Indiana legislators answer controversial questions at first 2024 crackerbarrel session​



TERRE HAUTE, Ind. (WTHI) - Indiana legislators spoke on different subjects at a crackerbarrel session on Saturday.

People also asked why Indiana doesn't just hop on board with legalizing marijuana use. Senator Greg Goode shared that research may point to marijuana causing teen psychosis, but is staying open-minded, to an extent.


"I'm open to hearing from medical providers and public health experts on possible medicinal uses, but I will never support recreational marijuana use," said Goode.

The next crackerbarrel session will be on February 10th at the Vigo County Public Library.

Impact of non-medical cannabis legalization with market restrictions on health service use and incident cases of psychotic disorder in Ontario, Canada​

Cannabis is a useful therapeutic tool for mental issues, it helps the mind to heal. They have it backwards, and are repeating the same lie which was propagated during reefer madness about cannabis causing people to become psychotic.
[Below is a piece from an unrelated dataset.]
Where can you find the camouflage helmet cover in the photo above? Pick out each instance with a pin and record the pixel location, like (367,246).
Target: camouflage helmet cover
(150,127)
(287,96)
Its a complicated issue, and everyone is unique. Maybe if it is causing anxiety issues, that is likely due to the fact that its prohibited which produces anxiety.

Reguardless the majority of people shoudn't be hindered from benefiting from cannabis just because a small rare subset of people may be more affected by side effects. They can adjust their use accordingly if they discover sensitivity to cannabis, and with public education, we can inform people of any potential risks using these products.